Monotremes have radically changed the fauces region for the breakdown of food. The palatine has grown backwards, separating the hamulus from the pterygoid to form the echidna pterygoid, which remains connected to the soft palate but no longer is involved with tensing it. The tensor veli palatini is lost, and the palatoglossus is either lost or never was present. In addition, a process on the lower jaw supports an enormous posterior mylohyoid.

Below is a sagittal section through the fauces region of a platypus hatchling. Keratinous pads grow on both the tongue surface and on the ventral surface below the palatine. The stylohyoid is embedded in the tongue, unlike therians. The mylohyoid is huge. Together the mylohyoid and the stylohyoideus muscle attached to the stylohyoid, elevate the tongue’s keratinous pad to the palate’s for the effective break down of invertebrates. The exoskeletons are shifted laterally to the oral pockets, and what’s left moves into the oropharynx. When it is full, the food is then transported to the esophagus as in therian mammals.

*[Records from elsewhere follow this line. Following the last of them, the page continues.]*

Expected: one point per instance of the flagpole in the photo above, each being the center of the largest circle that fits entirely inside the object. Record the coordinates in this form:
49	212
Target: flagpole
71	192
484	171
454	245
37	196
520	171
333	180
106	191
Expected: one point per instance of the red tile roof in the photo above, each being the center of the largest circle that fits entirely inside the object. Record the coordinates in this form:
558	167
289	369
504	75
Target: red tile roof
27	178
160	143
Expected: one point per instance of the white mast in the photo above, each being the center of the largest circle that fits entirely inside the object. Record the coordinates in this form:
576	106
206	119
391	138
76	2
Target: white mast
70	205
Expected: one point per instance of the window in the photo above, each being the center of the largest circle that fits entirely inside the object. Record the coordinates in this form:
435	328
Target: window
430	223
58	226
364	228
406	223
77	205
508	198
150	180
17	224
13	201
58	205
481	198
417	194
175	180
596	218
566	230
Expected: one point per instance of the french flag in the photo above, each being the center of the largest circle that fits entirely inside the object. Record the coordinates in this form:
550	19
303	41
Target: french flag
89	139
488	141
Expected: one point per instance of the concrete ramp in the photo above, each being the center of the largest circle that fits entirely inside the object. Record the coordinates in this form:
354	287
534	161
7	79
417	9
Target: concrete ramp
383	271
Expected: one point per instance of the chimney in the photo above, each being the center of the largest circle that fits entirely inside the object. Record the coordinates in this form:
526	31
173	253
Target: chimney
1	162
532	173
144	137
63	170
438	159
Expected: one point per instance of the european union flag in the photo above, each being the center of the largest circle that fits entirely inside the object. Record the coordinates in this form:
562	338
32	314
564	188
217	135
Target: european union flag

In addition to the keratinous pads on the tongue and palate, the extant platypus has given up the classic way of breaking down food with molars, and replaced the molars with horny pads. Below are some scans of a hatchling with teeth (top), that in adults (bottom) are replaced by horny pads.

The effectiveness of the horny pads is augmented by the orientation of the medial pterygoid (see below). Its origin has migrated from the palatine onto the basisphenoid above the palatine. Unilateral activity of the medial pteryoid shifts the lower jaw sideways, enabling the horny pads to break down food.

In conclusion:

1. The reptilian pterygoideus gave rise to the tensor veli palatini and mammalian medial pterygoid.
2. The pterygopalatine ridge gave rise to the pterygoid hamulus.
3. Monotremes changed the whole fauces region for the breakdown of invertebrates, rather than forming a seal.

To make a long story short, monotremes don't suck!